Figure 3: (A) Venn diagram illustrating the comparison of bacterial genera identified in the intratumoral microbiota of metastatic and non-metastatic cancer samples. (B) Bacterial genera found exclusively in metastatic cancer patients, ranked in descending order based on their relative abundance. (C) Bacterial genera identified only in non-metastatic cancer patients, ranked by relative abundance.

To investigate whether metastasis is associated with shared microbial patterns across tumor types, we first performed a combined analysis of all cancers, comparing metastatic and non-metastatic samples. However, no significant differences in either alpha (Fig. S3A) or beta (Fig. S3B) diversity between the two groups were observed. To assess potential cancer-type-specific effects, we then conducted separate alpha (Fig. S4A) and beta (Fig. S4B) diversity analyses within each cancer type but inter-group comparisons did not show statistically significant differences. Next, to identify microbial taxa associated with metastasis independently of tumor origin, we performed a global differential abundance analysis across all cancer types; however, no statistically significant differences were found (data not shown). Notably, DESeq2 algorithm revealed significant taxonomic shifts within BC samples; specifically, the class Clostridia (adj. p = 0.003) and the family Burkholderiaceae (adj. p < 0.0001) were significantly enriched in non-metastatic samples compared to metastatic ones. (Fig. 4).

images

Figure 4: Box plot showing the significant differentially abundant taxa among metastatic and non-metastatic BC samples. All results have an adjusted. p < 0.05. BC: Breast cancer.

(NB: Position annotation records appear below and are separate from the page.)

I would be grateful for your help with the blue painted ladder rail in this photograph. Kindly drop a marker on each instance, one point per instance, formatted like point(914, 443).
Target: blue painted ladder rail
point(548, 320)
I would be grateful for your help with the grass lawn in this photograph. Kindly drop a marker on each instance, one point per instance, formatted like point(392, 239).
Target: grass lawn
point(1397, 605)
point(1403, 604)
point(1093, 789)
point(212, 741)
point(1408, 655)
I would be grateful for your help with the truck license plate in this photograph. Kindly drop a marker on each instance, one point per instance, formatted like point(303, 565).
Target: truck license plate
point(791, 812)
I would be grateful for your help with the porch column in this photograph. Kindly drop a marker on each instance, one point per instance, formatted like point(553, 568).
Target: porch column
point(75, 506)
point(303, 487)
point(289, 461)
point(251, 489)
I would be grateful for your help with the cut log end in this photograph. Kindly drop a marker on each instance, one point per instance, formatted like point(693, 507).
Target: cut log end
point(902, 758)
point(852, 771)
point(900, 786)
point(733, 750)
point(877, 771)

Finally, we compared predicted functional profiles between metastatic and non-metastatic tumors. An initial global analysis across all cancer’s types revealed no significant pathway differences (data not shown), so we conducted pairwise comparisons within each cancer cohort. Of note, significant functional alterations were detected only in the BC cohort; in particular, the pantothenate and coenzyme A biosynthesis I pathway was enriched in metastatic tumors (LDA score = 2.09, p = 0.01) whereas the L-lysine biosynthesis II pathway (LDA = 2.22, p = 0.04) and the superpathway of (Kdo)2-lipid A biosynthesis (LDA = 2.33, p = 0.05), were enriched in non-metastatic BC samples (Fig. 5).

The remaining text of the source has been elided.